Engineering safety means we cease questing for clinicians who will never err, who will never be inexperienced, who will never be distracted, who will never be tired. Instead we can design systems to reasonably prevent errors that fallible humans will make and allow for robust opportunities to detect and correct them when they do.
In my own work in safety, I don't want to be remembered for telling workers what they shouldn't do. I want to be remembered for saying there's a better way to do it and this is what it looks like. The patient safety community has many achievements to its credit but I’m concerned for the future. The analysis of the individual-within-a-complex system I’ve just provided could have been and was written in the aftermath of the tragic death of Betsy Lehman decades ago.

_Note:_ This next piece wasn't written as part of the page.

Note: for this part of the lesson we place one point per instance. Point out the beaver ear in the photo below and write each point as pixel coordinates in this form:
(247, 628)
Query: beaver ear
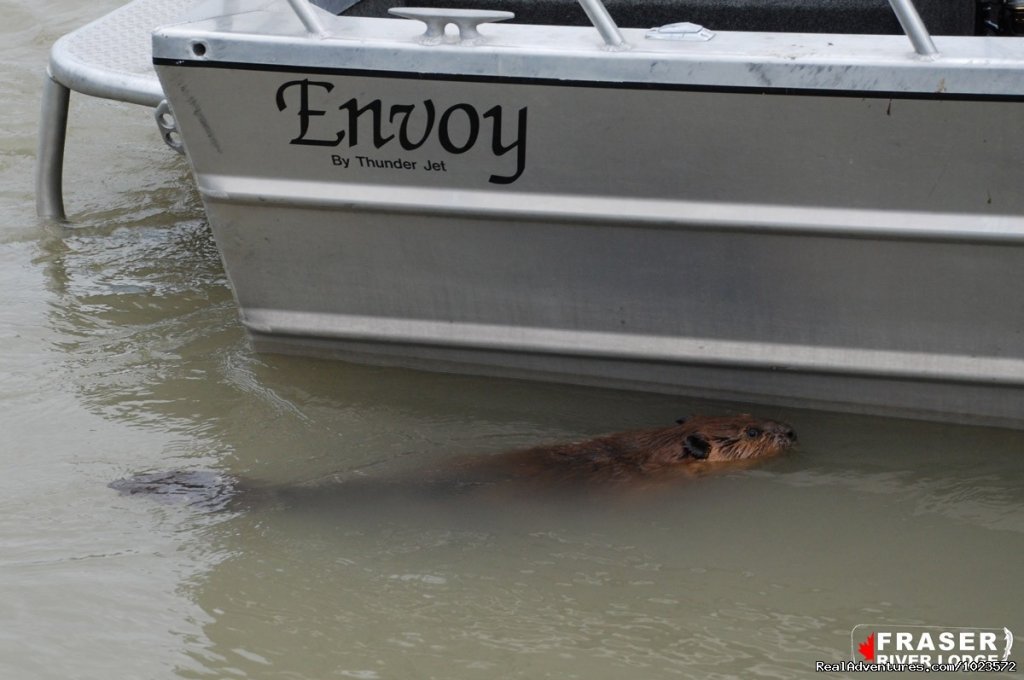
(695, 447)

We're not going to get to the next generation of reliable performance one procedure or one evidence-based bundle at a time. We also won’t get there without appreciating the important, but not limitless, contributions of skilled and dedicated clinicians who are as fallible today as they ever were and, in the aftermath of a worldwide pandemic, exhausted.
It’s time to infuse our action plans — nationally and at the local level — with teachable, learnable strategies and measure the reliability of our key processes of care like an engineer.